Nothing is Owed, Nothing is Asked is a compelling hanging sculpture that Niederlander explains is an attempt to make something whole and grand from a series of zeros, an apt metaphor for the creative process. Optimism is embedded in the lines and form of the curvaceous sculpture that strongly resembles a cocoon, awaiting metamorphosis. Lightweight and pale, it nevertheless anchors the space in such a way that all the surrounding sculptures become part of its galaxy. A Hero’s Journey and Ray have similar wood strips in repeated curves, and not coincidentally, all three achieve a fluidity that is elegant and lyrical.

At the other end of the spectrum, The Woods are Full of Shining Eyes, is imposing, heavy and more complex than any of her bent wood pieces. It rises from the ground on two main “legs”, top-heavy from an abundance of stacked wood and a maze of architectural elements. Dizzying and chaotic, the viewer experiences the confusion first-hand. The title is a quote from the poem, Magic Word that Niederlander first heard set to music on a Joan Baez album. Loosely interpreted, the poem is about being afraid and finding a path to safety.
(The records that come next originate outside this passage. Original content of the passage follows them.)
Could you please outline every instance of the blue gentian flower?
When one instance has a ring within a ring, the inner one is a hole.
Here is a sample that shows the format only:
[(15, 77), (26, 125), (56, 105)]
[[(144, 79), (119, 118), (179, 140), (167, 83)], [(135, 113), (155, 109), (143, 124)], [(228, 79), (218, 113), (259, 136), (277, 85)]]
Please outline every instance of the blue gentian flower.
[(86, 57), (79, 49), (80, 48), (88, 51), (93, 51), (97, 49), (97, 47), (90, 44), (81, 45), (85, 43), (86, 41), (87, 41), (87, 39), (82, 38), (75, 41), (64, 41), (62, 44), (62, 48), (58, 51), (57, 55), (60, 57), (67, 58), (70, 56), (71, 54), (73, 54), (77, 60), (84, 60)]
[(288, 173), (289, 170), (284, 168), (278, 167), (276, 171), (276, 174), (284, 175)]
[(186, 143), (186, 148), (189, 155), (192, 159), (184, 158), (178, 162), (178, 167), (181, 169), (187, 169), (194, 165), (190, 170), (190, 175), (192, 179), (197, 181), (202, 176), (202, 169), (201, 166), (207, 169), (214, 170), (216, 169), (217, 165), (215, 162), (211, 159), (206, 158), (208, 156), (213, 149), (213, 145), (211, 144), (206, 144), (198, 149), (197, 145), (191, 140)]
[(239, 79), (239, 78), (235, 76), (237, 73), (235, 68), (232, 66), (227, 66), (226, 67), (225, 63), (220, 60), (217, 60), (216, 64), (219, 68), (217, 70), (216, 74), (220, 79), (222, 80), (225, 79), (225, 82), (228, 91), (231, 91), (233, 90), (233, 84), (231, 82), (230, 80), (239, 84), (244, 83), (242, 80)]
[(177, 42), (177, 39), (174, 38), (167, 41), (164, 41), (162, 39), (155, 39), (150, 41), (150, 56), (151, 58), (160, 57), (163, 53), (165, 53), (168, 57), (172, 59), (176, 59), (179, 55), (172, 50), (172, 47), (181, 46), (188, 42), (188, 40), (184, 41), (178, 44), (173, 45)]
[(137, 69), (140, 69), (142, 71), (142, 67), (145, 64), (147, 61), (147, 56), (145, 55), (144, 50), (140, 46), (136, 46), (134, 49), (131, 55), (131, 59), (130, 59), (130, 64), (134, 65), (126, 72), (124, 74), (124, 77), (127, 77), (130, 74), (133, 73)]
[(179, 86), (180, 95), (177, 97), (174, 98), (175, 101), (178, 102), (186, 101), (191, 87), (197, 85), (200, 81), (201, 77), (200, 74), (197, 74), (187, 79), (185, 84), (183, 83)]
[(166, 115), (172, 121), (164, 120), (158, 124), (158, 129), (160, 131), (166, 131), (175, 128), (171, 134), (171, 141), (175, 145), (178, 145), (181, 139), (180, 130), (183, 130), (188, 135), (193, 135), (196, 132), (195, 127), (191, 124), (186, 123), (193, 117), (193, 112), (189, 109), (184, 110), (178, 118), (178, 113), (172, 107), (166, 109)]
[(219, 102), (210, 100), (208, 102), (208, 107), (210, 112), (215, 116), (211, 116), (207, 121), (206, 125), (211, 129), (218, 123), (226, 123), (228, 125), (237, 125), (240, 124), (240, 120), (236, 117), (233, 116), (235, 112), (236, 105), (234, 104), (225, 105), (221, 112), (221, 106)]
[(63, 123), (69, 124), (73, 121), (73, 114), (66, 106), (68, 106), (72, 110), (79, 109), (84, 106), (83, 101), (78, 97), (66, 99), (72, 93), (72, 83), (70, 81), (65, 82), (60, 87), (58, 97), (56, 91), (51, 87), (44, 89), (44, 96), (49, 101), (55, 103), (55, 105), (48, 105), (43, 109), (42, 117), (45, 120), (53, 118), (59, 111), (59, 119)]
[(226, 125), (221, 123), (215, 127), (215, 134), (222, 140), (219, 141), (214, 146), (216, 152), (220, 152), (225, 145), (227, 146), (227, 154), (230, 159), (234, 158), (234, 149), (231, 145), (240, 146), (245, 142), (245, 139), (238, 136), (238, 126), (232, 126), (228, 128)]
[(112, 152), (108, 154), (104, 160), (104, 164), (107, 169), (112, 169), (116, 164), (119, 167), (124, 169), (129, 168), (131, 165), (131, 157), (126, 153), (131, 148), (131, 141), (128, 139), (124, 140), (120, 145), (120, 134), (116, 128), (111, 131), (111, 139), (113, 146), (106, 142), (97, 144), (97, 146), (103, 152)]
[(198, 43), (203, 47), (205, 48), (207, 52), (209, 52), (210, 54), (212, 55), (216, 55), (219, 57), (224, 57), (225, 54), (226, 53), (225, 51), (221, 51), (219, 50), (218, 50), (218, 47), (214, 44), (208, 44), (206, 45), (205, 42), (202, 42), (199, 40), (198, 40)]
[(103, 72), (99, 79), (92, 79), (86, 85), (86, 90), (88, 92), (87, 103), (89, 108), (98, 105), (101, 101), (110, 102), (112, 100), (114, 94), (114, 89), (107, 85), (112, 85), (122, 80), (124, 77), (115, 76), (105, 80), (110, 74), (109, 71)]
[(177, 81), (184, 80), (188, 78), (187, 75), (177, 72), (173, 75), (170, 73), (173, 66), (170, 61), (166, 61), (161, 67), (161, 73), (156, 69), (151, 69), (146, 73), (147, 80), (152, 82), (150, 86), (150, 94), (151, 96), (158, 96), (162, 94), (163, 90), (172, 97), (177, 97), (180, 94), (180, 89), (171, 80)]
Two other artists come to mind when looking at The Devil’s Workshop: Martin Puryear and Noah Purifoy; the first for his precision and craftsmanship that elevate and refine his exquisite wood sculptures, and the latter for an appreciation and willingness to transform the found object, combining different elements into a personal vision. Perhaps Niederlander’s approach falls between these two giants. She has the discernment and drive to create beautiful objects, and at the same time finds inspiration from random elements. Her large-scale sculptures show off these strengths best; she seems to find a freedom off the wall that isn’t as apparent in her smaller works. In the past she has worked even larger, in site-specific works, public art and in her social practice. It is clear she values the flexibility and size of projects that incorporate her interests in spirituality and community. In the end, her inclination to embrace contradictions and multiple ideas at once is her best skill of all.